Yasser, who lives near the entrance to Tarabin, said that “I feel like I’m in prison. I’m home but not I’m home. I can leave and visit my mothers and siblings, but I still feel like I’m in prison. We’ve had operations in Tarabin – lockdowns with concrete blocks, entries and exits – but never like this. It’s not enforcement, it’s harassment.”

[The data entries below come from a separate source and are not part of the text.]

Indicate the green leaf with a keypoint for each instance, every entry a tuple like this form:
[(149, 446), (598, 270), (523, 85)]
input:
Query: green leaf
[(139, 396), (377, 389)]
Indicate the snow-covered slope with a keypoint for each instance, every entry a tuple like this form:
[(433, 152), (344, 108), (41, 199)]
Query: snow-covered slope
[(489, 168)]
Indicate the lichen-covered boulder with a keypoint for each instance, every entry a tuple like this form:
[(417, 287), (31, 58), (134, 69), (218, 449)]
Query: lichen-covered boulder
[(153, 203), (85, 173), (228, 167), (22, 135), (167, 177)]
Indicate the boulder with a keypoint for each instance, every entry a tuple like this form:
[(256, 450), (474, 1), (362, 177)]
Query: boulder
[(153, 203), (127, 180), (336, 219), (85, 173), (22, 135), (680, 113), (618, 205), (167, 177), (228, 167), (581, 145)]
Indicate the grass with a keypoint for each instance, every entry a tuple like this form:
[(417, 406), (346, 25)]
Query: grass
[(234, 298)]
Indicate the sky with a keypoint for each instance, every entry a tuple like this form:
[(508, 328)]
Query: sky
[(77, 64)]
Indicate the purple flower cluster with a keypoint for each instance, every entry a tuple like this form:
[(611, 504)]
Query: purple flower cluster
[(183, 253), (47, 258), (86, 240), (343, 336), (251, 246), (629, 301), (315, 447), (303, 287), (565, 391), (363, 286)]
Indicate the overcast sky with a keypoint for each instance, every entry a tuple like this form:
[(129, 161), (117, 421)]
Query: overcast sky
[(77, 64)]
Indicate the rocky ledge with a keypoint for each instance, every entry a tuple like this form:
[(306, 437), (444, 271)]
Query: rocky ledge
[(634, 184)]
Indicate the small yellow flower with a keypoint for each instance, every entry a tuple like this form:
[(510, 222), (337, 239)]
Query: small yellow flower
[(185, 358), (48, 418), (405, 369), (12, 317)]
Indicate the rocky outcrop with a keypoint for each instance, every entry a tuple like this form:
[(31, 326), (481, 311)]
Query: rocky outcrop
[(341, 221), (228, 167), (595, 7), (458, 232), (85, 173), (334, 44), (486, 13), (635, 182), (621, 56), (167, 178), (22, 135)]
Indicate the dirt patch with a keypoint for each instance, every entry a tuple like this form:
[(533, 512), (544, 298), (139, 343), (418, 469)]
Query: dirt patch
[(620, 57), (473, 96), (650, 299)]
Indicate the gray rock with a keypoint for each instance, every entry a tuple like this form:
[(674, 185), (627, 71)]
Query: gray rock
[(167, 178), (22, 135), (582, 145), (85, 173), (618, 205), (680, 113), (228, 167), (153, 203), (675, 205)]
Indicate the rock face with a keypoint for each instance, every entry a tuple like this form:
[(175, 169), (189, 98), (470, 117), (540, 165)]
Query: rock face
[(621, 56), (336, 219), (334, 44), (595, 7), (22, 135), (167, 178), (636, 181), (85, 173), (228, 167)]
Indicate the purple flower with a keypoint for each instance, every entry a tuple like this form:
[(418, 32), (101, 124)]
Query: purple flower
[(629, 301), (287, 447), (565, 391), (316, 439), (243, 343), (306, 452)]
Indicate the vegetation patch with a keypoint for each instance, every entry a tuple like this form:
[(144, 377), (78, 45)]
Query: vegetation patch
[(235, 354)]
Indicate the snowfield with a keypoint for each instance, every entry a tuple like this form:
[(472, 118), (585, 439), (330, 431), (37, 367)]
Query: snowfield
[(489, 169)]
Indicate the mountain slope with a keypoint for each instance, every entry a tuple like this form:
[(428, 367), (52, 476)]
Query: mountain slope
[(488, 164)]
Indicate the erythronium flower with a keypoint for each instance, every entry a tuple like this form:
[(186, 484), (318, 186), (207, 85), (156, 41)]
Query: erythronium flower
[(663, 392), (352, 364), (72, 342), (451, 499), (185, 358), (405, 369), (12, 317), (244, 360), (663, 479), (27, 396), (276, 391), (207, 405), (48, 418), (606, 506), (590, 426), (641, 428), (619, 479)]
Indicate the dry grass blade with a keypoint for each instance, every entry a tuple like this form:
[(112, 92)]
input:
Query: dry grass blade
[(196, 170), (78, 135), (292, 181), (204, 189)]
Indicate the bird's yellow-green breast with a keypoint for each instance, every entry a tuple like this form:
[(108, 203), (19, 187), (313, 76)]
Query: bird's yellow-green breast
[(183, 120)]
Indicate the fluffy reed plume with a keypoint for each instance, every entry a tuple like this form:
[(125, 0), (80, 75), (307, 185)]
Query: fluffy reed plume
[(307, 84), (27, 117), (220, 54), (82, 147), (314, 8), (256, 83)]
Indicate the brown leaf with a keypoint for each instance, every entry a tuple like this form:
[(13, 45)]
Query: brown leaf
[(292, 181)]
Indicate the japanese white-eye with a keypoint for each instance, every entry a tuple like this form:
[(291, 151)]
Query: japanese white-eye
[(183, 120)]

Forces came to his home Sunday. “The police served me a demolition order for a garden shed,” he said. “They broke the gate lock and conducted a raid.” A day earlier, a drone flew above his house for 40 minutes. “They seem to be looking for somewhere to apply pressure, somewhere where there’s a problem,” he said. “They come the next day.”

The most concerning price
The most illustrative moment of the Tarabin operation may have come Tuesday, when Ben-Gvir walked through the village surrounded by dozens of police officers during the Muslim afternoon prayer. When the procession neared the mosque, the forces pushed back people looking on.  Ben-Gvir stopped there for several minutes, apparently to show his presence. He went on to one of the stables, dragging along the forces and the accompanying reporters. The streets were empty. Children peeked from the windows.

Perhaps the most threatening moment of the week was Police Commissioner Danny Levy’s visit two days later. A small girl was standing in a neighbor’s yard.

Without warning, dozens of police officers, headed by the commissioner, surrounded the house and sealed off the area. The girl was trapped; no one was allowed to come to her as she faced a member of the security forces with a drawn gun. Her mother and aunts stood meters away next door, frantically calling out her name.

“When we told an officer that the girl wanted to return to her family, he answered, ‘Not now. There’s an operation at the house,'” one eyewitness recalled. The forces only relented several minutes later.

For the people of Tarabin, the most concerning price of the operation isn’t the number of arrests or violent incidents, or the loss of security. It’s the price the children are paying.